Figure 2: Verification Test with the Miyagi Prefecture Pharmaceutical Association
NAKAMURAThe test was fairly warmly accepted by the pharmacists.
They had actually made prescriptions in the affected areas, and really experienced hardships that they would in an actual disaster. For example, when the pharmacists asked patients at the evacuation shelters what medicine they usually took, they would reply, "something white and round." So the pharmacists asked questions such as the type of packages and for other information they could remember, and prescribed medicines by checking what they heard from the patients. That's what they told us.
For the questionnaire conducted after the test, there were many positive replies saying that they "want to actually use this system" and that they should be able to "make appropriate prescriptions even in disasters if the symptoms and medication history data can be restored like this."
KAMEIOn the day of the test, I was with the students to operate the system in the backyard. So students often made technical comments on the system itself. Some comments were fairly to the point. In such ways, we were stimulated by many people, and it allowed us to create a good system, I believe.
NAKAMURAWe had many difficulties, but I think it was good to have the test. Because there are things you cannot find out unless you actually put it into practice.
NAKAMURAI think the system will be applicable to risks other than large-scale disasters if we can satisfy the two points of quantifying the risks and there being many sites within the relevant areas.

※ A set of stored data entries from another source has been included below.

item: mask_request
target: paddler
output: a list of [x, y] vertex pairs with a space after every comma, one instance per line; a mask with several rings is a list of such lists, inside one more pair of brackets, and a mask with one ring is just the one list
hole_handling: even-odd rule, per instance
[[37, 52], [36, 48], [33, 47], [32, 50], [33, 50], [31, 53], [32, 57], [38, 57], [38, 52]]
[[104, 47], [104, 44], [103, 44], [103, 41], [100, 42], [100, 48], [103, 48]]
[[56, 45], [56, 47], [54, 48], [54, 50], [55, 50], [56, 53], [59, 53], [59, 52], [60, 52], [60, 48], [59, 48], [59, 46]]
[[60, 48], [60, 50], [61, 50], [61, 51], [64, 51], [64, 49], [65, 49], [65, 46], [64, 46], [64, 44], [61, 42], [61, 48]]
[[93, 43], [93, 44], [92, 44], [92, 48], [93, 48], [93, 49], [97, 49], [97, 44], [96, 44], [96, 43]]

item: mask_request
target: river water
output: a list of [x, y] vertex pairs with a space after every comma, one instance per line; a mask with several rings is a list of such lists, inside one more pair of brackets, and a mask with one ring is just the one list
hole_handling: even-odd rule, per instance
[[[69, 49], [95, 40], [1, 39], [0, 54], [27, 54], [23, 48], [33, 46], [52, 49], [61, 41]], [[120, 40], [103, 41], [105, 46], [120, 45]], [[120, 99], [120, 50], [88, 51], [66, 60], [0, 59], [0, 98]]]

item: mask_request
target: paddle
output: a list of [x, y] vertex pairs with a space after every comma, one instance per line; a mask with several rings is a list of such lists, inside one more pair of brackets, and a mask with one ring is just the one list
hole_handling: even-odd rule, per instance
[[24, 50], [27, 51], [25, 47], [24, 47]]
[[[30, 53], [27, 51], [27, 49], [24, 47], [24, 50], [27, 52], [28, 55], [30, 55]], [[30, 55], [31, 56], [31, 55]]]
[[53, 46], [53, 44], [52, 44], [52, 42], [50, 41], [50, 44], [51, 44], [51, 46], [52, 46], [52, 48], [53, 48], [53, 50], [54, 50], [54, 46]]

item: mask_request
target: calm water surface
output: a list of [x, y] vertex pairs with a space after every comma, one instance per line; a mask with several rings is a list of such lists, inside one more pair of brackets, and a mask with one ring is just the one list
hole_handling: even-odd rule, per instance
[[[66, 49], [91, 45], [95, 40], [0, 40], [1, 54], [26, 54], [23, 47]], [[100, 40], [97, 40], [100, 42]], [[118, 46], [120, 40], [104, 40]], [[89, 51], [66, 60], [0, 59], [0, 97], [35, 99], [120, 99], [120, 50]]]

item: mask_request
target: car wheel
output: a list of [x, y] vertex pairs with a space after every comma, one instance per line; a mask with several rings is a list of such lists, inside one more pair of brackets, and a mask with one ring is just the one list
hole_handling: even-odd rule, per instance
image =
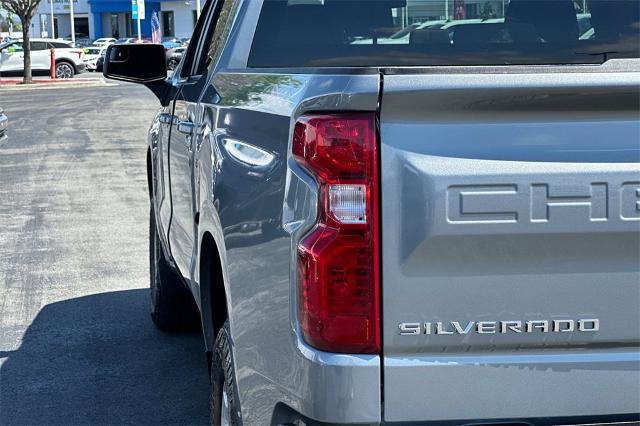
[[56, 64], [56, 78], [73, 78], [75, 69], [69, 62], [58, 62]]
[[168, 68], [170, 71], [175, 70], [177, 66], [178, 66], [178, 61], [173, 60], [173, 59], [169, 61], [169, 64], [167, 64], [167, 68]]
[[158, 236], [153, 206], [149, 215], [149, 281], [151, 319], [164, 331], [188, 331], [200, 326], [191, 292], [169, 265]]
[[242, 416], [235, 388], [235, 373], [231, 352], [229, 320], [218, 332], [211, 364], [211, 424], [215, 426], [240, 426]]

For example, the system may be applied to the risk of blackouts. We seldom have blackouts in Japan, but there are areas in other countries where blackouts tend to happen as the power supply is unstable. In such areas, the system may be utilized for protecting data from blackouts by quantifying the probability of blackouts. As such, I hope to expand the scope of the research so that it is useful in situations other than large-scale disasters, such as in the risk of failures that happen in normal times.

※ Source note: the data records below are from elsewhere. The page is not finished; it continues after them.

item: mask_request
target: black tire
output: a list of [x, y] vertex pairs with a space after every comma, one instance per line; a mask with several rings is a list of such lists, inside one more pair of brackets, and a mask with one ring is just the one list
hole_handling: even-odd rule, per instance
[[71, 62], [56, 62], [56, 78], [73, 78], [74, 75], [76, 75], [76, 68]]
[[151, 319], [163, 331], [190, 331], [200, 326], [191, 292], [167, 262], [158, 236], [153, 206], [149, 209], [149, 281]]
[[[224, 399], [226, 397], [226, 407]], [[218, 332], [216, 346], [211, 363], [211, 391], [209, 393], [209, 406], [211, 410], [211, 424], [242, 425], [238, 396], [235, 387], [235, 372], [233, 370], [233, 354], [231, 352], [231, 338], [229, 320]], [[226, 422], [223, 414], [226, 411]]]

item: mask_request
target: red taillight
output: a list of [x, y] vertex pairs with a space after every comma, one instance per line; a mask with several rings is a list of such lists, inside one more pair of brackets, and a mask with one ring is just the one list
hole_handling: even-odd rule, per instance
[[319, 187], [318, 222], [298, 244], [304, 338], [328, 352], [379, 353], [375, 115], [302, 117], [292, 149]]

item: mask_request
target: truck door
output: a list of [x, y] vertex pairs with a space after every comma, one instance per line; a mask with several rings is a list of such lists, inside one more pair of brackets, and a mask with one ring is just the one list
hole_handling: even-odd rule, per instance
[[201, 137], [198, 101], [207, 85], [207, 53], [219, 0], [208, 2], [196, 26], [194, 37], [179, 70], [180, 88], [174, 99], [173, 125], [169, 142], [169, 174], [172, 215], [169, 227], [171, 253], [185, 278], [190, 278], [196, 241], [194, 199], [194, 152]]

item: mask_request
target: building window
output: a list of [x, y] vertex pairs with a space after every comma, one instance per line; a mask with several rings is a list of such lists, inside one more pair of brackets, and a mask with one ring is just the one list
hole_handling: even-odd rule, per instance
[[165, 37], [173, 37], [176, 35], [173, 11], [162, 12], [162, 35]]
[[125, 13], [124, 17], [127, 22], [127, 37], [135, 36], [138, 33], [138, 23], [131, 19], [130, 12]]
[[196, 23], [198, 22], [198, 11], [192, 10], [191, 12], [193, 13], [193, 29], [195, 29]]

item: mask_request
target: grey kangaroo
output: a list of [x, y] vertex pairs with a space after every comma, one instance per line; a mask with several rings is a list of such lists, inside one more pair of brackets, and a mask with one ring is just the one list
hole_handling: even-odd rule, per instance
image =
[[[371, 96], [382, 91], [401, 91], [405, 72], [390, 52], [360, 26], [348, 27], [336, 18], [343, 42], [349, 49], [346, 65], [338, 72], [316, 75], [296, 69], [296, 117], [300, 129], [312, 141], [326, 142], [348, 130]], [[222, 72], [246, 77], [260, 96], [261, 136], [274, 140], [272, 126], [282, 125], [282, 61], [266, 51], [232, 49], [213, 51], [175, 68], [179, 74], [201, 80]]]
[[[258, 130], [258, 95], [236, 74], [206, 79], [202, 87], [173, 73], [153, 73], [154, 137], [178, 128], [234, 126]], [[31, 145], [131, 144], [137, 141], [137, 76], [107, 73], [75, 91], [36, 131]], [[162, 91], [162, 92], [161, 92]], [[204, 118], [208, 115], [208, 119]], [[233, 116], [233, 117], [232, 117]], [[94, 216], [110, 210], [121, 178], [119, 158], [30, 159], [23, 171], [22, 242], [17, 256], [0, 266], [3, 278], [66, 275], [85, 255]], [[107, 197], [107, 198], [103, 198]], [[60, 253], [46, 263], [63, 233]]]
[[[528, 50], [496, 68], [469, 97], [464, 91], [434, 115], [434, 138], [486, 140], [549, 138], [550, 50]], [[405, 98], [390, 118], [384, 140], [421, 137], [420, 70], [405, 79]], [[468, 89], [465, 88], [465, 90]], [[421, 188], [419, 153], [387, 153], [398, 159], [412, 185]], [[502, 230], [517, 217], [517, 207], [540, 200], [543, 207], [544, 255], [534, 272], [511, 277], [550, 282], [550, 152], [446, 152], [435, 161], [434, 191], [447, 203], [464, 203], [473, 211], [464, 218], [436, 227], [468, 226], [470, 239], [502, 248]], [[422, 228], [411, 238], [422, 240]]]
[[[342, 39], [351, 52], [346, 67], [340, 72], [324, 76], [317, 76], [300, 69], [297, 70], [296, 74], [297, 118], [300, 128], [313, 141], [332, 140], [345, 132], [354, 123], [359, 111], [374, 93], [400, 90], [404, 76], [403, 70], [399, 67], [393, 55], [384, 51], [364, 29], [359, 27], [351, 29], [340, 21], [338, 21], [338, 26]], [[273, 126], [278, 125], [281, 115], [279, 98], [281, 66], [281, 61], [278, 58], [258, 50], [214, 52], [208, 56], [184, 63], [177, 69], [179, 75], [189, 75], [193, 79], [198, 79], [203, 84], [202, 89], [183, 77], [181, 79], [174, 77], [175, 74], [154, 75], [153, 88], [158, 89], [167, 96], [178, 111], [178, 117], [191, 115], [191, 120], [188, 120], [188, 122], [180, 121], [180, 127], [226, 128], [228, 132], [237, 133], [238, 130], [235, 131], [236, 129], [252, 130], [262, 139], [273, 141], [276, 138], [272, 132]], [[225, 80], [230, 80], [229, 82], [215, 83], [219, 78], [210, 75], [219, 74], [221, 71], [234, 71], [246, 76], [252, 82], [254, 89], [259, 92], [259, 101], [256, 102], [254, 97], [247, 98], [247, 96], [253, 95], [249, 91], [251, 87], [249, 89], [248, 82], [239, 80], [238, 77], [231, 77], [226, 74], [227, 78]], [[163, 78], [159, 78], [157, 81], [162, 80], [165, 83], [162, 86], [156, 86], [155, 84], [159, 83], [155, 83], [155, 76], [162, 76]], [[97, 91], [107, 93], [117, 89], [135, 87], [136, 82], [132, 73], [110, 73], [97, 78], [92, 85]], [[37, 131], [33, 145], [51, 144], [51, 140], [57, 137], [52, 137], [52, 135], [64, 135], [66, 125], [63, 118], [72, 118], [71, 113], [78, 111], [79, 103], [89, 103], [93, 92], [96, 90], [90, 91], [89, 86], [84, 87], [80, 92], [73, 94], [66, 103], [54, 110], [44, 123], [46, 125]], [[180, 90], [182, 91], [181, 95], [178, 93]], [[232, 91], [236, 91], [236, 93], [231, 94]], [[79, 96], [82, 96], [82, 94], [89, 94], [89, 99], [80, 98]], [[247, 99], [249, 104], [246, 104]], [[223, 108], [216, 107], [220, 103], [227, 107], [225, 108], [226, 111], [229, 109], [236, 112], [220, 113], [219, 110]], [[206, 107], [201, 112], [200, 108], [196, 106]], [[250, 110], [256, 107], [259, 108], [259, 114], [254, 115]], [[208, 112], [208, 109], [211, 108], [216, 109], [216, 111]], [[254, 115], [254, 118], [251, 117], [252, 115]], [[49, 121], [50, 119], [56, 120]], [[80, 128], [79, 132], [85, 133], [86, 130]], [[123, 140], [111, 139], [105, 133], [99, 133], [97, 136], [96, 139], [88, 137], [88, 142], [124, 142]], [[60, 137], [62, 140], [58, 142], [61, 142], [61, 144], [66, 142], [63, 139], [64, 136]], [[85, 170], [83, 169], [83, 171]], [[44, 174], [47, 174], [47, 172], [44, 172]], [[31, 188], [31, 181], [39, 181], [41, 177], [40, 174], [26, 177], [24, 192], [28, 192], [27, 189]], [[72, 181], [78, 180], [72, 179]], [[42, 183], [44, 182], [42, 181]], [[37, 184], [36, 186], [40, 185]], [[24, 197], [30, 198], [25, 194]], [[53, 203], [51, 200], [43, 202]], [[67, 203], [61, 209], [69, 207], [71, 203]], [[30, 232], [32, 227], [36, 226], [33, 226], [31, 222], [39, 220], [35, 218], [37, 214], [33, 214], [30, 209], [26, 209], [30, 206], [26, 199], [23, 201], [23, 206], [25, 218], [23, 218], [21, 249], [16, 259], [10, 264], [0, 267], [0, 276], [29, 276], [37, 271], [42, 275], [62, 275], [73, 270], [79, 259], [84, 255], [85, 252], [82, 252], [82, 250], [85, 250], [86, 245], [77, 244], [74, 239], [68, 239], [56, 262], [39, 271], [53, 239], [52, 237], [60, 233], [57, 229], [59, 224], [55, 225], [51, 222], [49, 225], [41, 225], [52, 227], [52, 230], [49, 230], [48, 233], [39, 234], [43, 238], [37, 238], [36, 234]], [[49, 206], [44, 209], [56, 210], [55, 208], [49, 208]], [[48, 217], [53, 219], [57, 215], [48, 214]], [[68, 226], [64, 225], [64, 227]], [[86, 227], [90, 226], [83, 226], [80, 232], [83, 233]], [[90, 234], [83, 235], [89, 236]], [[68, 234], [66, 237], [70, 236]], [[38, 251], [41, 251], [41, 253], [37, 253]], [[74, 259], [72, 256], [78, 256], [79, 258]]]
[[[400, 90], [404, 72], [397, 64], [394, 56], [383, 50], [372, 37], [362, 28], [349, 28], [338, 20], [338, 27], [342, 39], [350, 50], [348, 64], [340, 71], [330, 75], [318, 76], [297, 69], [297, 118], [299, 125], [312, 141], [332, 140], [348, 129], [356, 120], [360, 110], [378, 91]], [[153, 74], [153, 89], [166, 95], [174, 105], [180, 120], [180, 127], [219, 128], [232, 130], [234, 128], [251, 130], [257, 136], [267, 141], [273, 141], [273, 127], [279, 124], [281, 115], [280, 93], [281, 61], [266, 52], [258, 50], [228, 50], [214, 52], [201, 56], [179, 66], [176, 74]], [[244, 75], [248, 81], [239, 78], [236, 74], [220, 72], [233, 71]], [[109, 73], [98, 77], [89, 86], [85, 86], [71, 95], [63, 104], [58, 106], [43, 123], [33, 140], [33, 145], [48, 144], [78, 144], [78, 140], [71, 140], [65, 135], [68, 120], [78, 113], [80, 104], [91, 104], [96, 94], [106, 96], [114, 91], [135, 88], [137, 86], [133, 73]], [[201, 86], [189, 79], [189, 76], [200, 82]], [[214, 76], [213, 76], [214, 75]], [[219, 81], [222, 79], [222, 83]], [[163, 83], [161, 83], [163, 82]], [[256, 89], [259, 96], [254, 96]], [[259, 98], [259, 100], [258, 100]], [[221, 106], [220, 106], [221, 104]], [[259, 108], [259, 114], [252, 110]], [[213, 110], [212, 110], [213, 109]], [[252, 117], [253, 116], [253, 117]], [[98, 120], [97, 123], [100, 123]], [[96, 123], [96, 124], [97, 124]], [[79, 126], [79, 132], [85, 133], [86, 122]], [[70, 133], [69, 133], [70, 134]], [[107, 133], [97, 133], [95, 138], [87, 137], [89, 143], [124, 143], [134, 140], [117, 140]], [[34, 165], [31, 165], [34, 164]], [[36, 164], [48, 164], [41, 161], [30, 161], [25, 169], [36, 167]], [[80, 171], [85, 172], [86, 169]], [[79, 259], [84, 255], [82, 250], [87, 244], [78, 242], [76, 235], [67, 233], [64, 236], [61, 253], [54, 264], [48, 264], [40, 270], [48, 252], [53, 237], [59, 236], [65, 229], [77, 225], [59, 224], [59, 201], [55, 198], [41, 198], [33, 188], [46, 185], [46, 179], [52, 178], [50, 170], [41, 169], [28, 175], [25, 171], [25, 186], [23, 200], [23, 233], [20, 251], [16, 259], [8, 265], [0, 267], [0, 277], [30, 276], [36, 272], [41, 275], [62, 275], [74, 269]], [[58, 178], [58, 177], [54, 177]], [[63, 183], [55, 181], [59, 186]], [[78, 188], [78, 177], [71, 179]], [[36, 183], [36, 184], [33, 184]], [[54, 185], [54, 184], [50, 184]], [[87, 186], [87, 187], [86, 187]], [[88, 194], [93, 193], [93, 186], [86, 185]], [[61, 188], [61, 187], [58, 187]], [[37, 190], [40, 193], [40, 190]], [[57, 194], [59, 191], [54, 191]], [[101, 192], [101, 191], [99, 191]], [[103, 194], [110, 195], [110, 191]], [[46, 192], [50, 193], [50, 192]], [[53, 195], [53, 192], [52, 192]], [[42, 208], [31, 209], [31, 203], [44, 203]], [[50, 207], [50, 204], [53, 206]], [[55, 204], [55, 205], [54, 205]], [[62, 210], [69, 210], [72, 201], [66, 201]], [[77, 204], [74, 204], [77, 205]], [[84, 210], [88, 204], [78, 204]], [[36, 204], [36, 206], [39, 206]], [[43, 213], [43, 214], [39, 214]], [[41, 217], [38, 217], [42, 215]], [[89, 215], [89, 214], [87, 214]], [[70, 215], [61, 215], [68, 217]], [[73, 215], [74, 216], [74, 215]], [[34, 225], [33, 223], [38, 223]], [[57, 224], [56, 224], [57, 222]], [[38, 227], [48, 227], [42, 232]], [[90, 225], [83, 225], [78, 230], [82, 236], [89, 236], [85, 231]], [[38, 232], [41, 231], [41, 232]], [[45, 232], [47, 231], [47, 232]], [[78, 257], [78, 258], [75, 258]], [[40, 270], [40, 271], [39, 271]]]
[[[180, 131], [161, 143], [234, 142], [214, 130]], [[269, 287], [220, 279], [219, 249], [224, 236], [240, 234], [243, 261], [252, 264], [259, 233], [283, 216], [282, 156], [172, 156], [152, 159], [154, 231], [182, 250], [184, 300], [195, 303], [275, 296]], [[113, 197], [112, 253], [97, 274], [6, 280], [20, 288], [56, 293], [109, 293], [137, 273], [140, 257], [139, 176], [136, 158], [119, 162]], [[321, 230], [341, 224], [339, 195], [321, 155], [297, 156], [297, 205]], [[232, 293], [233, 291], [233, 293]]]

KAMEIThe newly developed system is a prototype for verifying the principles, and its operations are rather complicated. If you ask me whether the system can be readily used by people who have little knowledge of IT, I would say it is a bit difficult right now. I want to refine the system so that many people can use it fairly easily.
As large-scale disasters are forecasted to happen in various areas, I think we have to prepare for disasters. We have developed technologies to protect data from disasters but, if the system remains difficult to use, it won't work when it is needed. We will work to make the system easier to use and readier for application. By doing so, I hope to refine it into a system that can securely protect what must be protected.
NAKAMURADuring the development, I was transferred to Tohoku University for the work. Partly because of this, I have a different perspective for my goals. I feel it was really good that Hitachi made the research jointly with the university. Corporations and universities each have their own advantages, and the joint research successfully incorporated both. Joint research with a university makes it possible to achieve what research by a corporation alone cannot attain. That's what I strongly felt through the project. Going forward, I hope to continue research of this type.